The Institutional Investors Group on Climate Change (IIGCC) has produced a guide for index providers on enhancing the quality of net-zero benchmarks. The guide outlines five key principles to consider: prioritising real-world emissions reductions; ensuring transparency of benchmark rules and their consequences; incorporating a sectoral and regional based approach; prioritising publicly available data and integrating alternative alignment metrics; and facilitating engagement to improve issuer behaviour.
The IIGCC engaged with eight index providers, including Bloomberg, FTSE Russell, MSCI and S&P Global, on the topic as well as the advantages, disadvantages and consequences of EU climate benchmark regulation. On the latter, it said that “while the EU climate benchmarks regulation has provided a step in the right direction, they do not meet the full ambitions of an investor targeting net zero”. “In practice, benchmarks implementing the regulations have a tendency to comply with emission reduction targets through capital reallocation, achieving emissions reductions by reducing the weight of the highest emitting sectors relative to others,” it added.
One fifth of investors backed the refined Follow This climate proposal at Shell on Tuesday, according to preliminary results. Last year, support for the Dutch climate activist’s broader Paris-aligned emission reductions resolution fell 10 percentage points to 20 percent at the oil major. The 2023 proposal focused on 2030 emission reduction targets but did not garner more support, despite more vocal support from big investors ahead of the meeting. Shell’s own climate plan fared no better compared with last year, once again attracting 80 percent support. Like many other high-profile AGMs, Shell’s was disrupted by climate protesters and the company’s chair also faced a several questions from institutional investors, including representatives of Dutch manager MN and the Church of England Pensions Board, who are the current and former Climate Action 100+ co-leads on the company, respectively.
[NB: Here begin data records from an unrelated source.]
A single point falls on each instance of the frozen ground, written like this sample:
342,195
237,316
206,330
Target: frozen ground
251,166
Swiss Re has become the fourth member to leave the Net Zero Insurance Alliance (NZIA) following the departure of Munich Re, Zurich and Hannover Re. In an announcement on Monday, the reinsurance giant withdrew its support from the UN-backed group, which is part of the Glasgow Financial Alliance for Net Zero (GFANZ). Like the other re/insurer leavers, Swiss Re said that its commitment to its sustainability strategy remains unchanged.
Finance for Biodiversity (FfB) Foundation has added 15 new signatories to its pledge, bringing the total to 140 signatories with around €19.7 trillion in assets. Some of the new signatories include Dutch pension fund ABP, Climate Asset Management, Phoenix Group and Swiss Life Asset Managers France.
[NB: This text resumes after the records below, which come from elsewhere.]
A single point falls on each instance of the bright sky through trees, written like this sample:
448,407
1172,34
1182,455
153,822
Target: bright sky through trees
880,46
State Street Global Advisers has announced that it will offer proxy voting choices to more investors, including those owning its US ETFs and mutual funds. The current programme will expand to provide investors in all US institutional index equity funds offered by the firm in the US a range of voting policies, it said.
The UN Pension Fund will support the development of sustainability financial reporting, having recently joined the Investor Advisory Group (IIAG) of the IFRS Foundation’s International Sustainability Standards Board (ISSB). The IIAG’s goal is to provide strategic guidance on developing IFRS Sustainability Disclosure Standards and to help ensure that the investor perspective is articulated clearly and is considered in standard-setting process. The UN Pension Fund has also joined the IFRS Sustainability Alliance, a global membership programme for sustainability standards.
Only 27 percent of Indian businesses say they are well-prepared to meet ESG requirements, according to a Deloitte survey. The largest 150 Indian listed companies will face mandatory requirements to obtain “reasonable assurance” for their corporate sustainability reports from 2023-24. However, according to the research, fewer than half of the businesses said they are well informed of the ESG reporting mechanisms and regulations in India. While there is a knowledge gap, almost 68 percent have formally integrated ESG strategies into their organisations and more than 80 percent of companies produce sustainability reports.
ClientEarth has been granted a hearing at the High Court to request the reconsideration of the dismissal of a lawsuit against Shell’s board of directors of climate risk mismanagement. The case – originally filed in February – challenged Shell’s directors over their alleged failure to prepare for the energy transition. The High Court of England and Wales refused permission for the lawsuit to proceed earlier this month.
G7 leaders have said they are committed to accelerating work on the Sustainable Development Goals (SDGs), recognising the links between reducing poverty and tackling the climate and nature crisis. In response, UK sustainable finance at independent climate change think tank E3G said that Japan’s resistance to phasing out coal power generation and Germany’s insistence on more public investment in gas “undercut the G7’s leadership”. It also called for G7 countries to commit to working closely with the International Sustainability Standards Board (ISSB) to achieve the global interoperability of standards.
Only 6 percent of European financial services companies have board-level expertise in biodiversity, according to EY’s European Financial Services Boardroom Monitor. Nine percent of European insurers and 8 percent of European banks have board-level biodiversity expertise. Overall, 80 percent of board members with expertise in biodiversity are women.
Staying with EY, the South African branch of the company has announced the acquisition of EBS Advisory to progress its mergers and acquisitions (M&A) sustainability and ESG advisory services across Africa.